What's the most valuable lesson you've learned in life, and how has it impacted your journey so far?
Last Updated: 17.06.2025 10:10

Perhaps now we can explore what being a “gal pal” really means.
“Your boyfriend is a total perv, mommy.”
Marijuana makes Jesus cry!
How do you say "have fun" in French?
Speaking of which, poor Cleo Coco has ended up appearing in anti-vice pamphlets.
Just you, me, in a vat of lime jello, pulling hair, calling each other names …
Sex! Lingerie! Knock knock jokes!
Times might be tough … But at least there's one thing we all agree on.
Only zombies dig to rock and roll, daddy-O!
¡Explotando Dick por todos lados!
Why in my 60s do I have a strong desire to suck cock and swallow?
Gadzooks! It's Torchy Todd slumming it in Yugoslavian science fiction! The shame!
I've also been making ends meet ... By appearing in Tijuana splatter comics as Evil Gringo #2.
Before there was MAGA there was … the Comics Code Authority
Are rich people harder workers than poor people as a whole?
Torchy thinks: Maybe I could play a gangster's moll since apparently smoking is still seen as wholesome and American.
In 1954 complete bastard and censorship campaigner Fredric Wertham published a book for the stated goal of creating a moral panic around comic book's alleged impact on juvenile delinquency. Much like the House Committee on Un-American Activities' disastrous impact on the film industry, the Comics Code Authority (obey, puny humans) put many hardworking comic book characters out of work all because of one poorly written book called …
At least until the peyote kicks in ...
Why do I feel so lazy every time I get into my room?
Of all the layoffs, Torchy Todd and her gal pal, Tess Parker, were hit the hardest.
And I ended up moonlighting in Japanese porn, but the less said about that the better.
Torchy, we're unemployed … And no one is hiring scantily-clad wastrels these days.
Why do creationists ask for proof of evolution and then ignore the answers?
Shameless vixen! Trollop!
Dick! I heard about the lay-off. What's a square-jaw crime fighter doing these days to bring in the bling?
After you lather me up with that strawberry hand lotion.

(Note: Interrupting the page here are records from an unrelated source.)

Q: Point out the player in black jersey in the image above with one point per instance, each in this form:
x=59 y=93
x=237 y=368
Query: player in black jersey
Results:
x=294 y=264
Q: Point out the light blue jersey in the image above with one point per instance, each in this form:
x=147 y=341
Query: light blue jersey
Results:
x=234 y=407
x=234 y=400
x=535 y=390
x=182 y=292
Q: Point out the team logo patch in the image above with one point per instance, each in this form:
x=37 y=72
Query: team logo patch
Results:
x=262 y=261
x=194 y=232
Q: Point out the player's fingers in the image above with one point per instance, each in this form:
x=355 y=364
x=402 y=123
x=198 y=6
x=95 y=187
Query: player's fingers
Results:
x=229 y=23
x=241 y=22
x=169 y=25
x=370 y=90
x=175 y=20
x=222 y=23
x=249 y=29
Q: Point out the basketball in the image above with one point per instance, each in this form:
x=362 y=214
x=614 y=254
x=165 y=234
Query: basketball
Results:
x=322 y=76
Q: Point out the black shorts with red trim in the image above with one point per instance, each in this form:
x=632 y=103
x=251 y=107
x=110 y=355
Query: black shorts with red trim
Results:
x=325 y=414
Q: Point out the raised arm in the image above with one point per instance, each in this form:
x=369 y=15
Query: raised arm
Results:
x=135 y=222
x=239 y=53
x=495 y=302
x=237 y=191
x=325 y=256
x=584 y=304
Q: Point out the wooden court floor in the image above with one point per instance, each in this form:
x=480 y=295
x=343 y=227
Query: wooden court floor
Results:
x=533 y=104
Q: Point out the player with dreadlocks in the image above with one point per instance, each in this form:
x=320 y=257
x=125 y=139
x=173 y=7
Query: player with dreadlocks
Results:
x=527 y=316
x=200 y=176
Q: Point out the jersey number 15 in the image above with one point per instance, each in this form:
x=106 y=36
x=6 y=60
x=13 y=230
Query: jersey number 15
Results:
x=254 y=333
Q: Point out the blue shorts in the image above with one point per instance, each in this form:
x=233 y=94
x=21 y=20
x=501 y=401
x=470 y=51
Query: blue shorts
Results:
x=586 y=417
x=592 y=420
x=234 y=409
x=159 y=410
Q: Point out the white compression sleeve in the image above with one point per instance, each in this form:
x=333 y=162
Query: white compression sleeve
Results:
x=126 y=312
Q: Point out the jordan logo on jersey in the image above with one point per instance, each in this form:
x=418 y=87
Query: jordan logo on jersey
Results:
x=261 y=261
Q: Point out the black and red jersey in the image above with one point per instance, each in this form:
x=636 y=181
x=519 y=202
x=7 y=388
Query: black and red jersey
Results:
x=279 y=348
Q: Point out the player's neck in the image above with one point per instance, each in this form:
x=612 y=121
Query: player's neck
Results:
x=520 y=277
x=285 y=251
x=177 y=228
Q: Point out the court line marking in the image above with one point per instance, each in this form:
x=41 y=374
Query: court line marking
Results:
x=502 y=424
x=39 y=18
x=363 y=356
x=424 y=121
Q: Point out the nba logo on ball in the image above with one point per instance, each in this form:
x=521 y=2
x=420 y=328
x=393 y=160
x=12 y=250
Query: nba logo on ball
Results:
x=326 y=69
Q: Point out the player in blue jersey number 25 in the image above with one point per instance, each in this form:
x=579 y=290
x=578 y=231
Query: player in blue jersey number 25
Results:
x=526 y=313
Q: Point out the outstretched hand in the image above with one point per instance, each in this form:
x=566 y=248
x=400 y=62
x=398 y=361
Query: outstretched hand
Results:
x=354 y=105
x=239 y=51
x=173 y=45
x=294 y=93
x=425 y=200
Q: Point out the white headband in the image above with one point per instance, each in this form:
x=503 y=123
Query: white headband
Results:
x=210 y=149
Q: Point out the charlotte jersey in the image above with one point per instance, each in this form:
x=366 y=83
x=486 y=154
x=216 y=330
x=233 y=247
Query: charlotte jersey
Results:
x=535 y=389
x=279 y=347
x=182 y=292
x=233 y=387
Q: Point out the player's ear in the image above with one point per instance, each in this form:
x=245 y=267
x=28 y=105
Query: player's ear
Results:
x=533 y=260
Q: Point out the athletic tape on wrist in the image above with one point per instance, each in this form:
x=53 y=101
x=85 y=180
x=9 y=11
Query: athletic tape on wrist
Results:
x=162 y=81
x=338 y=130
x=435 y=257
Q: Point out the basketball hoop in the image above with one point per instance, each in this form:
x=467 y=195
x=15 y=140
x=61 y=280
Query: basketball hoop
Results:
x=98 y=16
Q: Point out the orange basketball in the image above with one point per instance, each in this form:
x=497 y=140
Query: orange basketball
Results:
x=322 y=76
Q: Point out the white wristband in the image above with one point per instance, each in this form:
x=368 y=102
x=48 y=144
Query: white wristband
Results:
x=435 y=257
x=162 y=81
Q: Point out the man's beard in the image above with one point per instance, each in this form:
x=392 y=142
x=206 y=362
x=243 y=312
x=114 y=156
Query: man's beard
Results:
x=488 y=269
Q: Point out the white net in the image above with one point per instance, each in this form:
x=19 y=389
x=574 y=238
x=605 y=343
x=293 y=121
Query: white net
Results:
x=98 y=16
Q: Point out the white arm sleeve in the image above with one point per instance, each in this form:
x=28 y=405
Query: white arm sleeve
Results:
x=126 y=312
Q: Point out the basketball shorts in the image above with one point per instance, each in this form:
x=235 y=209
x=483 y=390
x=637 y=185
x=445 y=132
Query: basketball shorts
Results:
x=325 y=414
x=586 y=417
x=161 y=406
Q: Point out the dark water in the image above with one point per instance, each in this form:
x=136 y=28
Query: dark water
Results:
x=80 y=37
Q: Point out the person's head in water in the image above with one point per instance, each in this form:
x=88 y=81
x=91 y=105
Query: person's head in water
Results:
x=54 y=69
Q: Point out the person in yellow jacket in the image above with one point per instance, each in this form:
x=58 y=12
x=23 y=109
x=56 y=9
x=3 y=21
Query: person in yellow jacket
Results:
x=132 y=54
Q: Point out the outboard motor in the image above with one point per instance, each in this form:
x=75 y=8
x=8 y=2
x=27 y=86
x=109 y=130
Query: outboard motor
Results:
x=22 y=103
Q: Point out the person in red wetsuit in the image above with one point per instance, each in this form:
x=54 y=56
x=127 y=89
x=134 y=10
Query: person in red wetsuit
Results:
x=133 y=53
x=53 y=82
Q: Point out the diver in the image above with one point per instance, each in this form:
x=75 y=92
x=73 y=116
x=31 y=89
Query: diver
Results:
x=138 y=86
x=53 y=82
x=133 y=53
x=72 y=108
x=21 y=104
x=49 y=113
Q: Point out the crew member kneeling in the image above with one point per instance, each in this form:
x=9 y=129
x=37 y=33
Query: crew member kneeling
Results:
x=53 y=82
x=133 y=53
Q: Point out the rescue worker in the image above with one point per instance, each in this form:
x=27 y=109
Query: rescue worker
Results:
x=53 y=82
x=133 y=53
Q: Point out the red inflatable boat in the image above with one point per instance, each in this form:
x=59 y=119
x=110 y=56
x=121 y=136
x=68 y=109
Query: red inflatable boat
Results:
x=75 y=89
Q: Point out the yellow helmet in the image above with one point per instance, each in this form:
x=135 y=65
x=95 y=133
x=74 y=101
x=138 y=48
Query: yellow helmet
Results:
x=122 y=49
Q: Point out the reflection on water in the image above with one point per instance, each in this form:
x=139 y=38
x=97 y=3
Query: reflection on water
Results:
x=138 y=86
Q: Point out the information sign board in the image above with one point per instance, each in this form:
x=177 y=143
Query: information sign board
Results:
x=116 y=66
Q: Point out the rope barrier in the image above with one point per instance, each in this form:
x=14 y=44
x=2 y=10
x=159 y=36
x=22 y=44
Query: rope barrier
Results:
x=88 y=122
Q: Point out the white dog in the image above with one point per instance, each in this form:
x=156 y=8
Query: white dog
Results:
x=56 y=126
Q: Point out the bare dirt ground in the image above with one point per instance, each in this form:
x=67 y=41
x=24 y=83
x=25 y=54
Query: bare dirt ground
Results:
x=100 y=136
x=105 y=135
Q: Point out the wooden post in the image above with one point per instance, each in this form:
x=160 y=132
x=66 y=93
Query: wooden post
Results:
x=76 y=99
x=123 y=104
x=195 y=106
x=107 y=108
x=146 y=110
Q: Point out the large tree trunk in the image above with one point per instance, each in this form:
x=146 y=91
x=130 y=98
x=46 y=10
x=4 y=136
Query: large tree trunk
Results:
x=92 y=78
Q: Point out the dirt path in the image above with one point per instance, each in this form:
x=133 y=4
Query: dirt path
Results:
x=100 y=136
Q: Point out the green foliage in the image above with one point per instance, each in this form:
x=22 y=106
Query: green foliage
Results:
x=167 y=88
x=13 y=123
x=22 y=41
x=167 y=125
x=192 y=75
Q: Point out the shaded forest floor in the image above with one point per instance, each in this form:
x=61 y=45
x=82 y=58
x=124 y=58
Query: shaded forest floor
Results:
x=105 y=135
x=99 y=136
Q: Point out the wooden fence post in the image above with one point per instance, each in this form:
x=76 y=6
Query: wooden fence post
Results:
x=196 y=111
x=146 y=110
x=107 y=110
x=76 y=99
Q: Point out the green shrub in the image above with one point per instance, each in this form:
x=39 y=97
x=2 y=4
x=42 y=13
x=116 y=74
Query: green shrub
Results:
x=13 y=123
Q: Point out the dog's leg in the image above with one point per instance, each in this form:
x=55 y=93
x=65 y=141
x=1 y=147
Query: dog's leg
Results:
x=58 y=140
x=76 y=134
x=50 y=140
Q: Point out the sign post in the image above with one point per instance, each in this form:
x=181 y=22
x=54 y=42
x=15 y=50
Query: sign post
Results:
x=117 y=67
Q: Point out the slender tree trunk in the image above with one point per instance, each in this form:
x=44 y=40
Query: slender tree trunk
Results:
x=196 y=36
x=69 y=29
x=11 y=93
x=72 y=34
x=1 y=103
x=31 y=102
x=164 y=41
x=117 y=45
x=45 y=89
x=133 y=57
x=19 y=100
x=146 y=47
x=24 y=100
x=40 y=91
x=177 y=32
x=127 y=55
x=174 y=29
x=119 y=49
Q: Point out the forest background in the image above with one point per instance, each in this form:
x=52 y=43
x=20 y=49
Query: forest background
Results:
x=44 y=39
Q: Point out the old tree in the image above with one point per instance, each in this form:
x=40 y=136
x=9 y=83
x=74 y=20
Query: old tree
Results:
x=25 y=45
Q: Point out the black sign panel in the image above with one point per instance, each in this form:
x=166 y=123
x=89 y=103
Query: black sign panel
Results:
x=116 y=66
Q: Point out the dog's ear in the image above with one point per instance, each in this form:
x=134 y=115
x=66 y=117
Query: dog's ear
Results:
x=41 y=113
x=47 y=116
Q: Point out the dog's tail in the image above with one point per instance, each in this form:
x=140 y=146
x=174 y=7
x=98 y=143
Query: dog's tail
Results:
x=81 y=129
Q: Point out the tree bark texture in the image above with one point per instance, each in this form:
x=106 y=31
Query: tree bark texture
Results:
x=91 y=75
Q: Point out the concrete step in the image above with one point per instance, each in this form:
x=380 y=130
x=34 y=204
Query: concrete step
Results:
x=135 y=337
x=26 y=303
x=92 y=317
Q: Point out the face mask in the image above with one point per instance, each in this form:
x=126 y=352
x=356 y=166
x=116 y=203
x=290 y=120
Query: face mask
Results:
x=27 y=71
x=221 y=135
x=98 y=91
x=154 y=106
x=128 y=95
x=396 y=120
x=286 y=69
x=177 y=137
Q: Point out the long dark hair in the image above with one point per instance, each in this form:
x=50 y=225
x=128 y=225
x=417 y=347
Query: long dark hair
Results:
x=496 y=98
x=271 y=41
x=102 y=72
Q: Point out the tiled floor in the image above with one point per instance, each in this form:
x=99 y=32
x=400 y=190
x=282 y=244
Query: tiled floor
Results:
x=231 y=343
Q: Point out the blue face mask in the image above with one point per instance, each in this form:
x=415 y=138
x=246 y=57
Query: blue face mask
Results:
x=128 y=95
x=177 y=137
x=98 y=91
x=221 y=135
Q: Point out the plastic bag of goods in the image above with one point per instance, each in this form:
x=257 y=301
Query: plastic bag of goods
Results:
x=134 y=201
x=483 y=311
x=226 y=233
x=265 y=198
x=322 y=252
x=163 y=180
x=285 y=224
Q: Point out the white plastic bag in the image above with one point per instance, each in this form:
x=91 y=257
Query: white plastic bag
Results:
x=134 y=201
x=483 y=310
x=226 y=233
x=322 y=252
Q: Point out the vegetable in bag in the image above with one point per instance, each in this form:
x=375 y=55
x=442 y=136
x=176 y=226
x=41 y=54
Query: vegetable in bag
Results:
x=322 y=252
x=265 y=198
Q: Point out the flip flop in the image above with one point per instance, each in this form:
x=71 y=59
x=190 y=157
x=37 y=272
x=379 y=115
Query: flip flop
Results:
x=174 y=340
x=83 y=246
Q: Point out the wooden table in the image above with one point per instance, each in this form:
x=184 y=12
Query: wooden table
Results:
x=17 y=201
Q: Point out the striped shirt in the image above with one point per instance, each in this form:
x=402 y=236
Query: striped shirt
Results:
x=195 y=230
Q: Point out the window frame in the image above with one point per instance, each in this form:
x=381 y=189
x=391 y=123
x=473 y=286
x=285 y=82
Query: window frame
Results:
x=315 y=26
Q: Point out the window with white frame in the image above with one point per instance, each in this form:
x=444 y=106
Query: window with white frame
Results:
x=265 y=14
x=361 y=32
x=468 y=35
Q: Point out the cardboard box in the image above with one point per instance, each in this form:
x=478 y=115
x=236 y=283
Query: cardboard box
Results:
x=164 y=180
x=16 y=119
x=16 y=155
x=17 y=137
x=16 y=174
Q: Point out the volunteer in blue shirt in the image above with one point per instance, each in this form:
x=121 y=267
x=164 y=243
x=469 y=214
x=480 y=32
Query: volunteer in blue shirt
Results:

Ironically, Wertham focused on stories about crime, singling out Batman and Robin for its gay subtext and Dick Tracy for its violence.
Let's do what we always do, lay around half-naked while men make terrible jokes at our expense.
But Tess! I mean Betty! I mean Veronica! (I can never remember who is who) which ever one you are, I love you!
As a woman, what would be you response to a male friend’s offer of a full body massage?
TEXT:
Two letters of transit signed by General De Gaulle … Stimpy, you eediot!
Tess' boyfriend, Ed, now works as a Peter Lorre impersonator.
When writing a novel, how can a character be developed well, but QUICKLY?
And then working as Betty and Veronica's body doubles ...
Yes, Tess, crime doesn't pay but apparently Rated-G horror does.
Every day is a good day to punch a Nazi! I mean MAGA! I mean the Comics Code Authority! (I can never remember who is who)
Renault CEO and architect of Alpine F1 project stepping down - The Race
Make Nazis afraid again!
In order to answer this I came up with a little story that goes like this …
I hear you're a stunt-double now for Fred in Scooby-Doo.
Who is the most dangerous or evilest person of all time?
Remember, kids, masturbation will make you see the devil everywhere!